Affluent students are competing for selective colleges. If everyone else has an A average, an A- is seen as harsh and unfair.


Students aren't smarter than previous generations, Donahue writes. The average high school GPA rose from 3.27 to 3.28, from 1998 to 2016, "but average SAT scores fell from 1026 to 1002." ACT scores for the class of 2023 were the worst in over three decades.


Standards are lower. It makes students happy, he writes, and it's easier on teachers.

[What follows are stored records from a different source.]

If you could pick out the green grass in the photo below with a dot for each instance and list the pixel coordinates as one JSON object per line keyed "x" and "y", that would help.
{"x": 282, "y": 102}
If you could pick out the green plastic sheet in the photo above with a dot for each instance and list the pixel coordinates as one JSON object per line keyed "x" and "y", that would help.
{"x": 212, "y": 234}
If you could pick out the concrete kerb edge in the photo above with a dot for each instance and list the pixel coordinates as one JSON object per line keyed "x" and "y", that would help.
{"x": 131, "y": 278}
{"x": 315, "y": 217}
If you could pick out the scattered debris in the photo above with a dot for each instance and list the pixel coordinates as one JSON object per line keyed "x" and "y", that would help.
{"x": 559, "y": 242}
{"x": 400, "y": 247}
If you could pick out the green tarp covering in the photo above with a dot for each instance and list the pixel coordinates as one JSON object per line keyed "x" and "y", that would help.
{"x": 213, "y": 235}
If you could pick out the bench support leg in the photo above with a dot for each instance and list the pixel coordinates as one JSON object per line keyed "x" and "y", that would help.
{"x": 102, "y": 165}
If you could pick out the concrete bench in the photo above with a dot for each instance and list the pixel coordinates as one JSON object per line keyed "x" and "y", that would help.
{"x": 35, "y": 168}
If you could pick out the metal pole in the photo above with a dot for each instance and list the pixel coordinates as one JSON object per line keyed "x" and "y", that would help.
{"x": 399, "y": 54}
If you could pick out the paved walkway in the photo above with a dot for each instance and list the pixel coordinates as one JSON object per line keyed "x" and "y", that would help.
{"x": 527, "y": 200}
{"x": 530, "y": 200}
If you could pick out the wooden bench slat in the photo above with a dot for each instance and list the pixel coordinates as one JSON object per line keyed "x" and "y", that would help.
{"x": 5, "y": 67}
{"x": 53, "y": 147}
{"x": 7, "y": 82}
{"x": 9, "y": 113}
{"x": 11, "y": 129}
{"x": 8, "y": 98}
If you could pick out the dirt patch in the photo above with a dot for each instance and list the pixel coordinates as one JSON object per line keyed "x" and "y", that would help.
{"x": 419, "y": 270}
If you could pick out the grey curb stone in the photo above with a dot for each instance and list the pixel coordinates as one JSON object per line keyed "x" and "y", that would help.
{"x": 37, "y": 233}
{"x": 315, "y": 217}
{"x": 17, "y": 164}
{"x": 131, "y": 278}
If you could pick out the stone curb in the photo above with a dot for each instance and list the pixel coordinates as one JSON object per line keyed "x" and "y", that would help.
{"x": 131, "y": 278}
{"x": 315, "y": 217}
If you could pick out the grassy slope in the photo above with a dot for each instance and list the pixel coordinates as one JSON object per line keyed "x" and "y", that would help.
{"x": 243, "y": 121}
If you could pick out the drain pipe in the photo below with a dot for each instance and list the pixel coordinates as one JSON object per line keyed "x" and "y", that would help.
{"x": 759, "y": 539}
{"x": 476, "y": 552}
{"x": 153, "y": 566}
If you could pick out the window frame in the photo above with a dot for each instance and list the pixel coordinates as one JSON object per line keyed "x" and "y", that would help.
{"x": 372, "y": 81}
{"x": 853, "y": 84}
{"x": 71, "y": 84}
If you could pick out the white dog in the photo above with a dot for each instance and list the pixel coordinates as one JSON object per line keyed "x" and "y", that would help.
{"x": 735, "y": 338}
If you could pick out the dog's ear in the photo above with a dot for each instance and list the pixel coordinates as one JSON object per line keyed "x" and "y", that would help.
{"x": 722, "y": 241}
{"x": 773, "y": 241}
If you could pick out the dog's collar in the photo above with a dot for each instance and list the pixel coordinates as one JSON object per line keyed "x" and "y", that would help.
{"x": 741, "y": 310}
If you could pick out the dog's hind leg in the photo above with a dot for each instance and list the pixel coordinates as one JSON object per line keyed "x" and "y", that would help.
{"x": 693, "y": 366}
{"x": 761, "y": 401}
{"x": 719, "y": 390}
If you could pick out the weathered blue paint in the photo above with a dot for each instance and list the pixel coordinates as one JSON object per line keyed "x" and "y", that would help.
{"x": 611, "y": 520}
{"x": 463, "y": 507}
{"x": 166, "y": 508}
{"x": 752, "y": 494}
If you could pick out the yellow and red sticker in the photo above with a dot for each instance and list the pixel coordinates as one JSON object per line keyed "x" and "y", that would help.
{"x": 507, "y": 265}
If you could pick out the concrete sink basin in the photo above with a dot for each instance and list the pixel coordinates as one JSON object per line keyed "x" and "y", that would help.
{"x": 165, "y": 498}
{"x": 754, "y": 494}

What is an “A,” anyway? Does it mean that a 16 year-old recognizes 96 percent of the allusions in “The Bluest Eye”? Or that she could tell you 95 percent of the reasons the Teapot Dome Scandal was so important? Or, just that she made it to most classes? Does it come from a physics teacher in the Great Smoky Mountains who bludgeons students with weekly, memory-taxing tests, or from a trigonometry teacher in Topeka who works in Taylor Swift references and allows infinite “re-tests”?

More than 80 percent of four-year colleges no longer require applicants to submit SAT or ACT scores, Donahue writes. Interviews are less common. Chatbots can write "serviceable responses to essay questions." That makes grades more and more important.


He calls on teachers to push back against the pressure to hand out A's for work that's above average but not as good as it could be with more work. Grades should provide feedback, Donahue writes. "Consider the B-plus."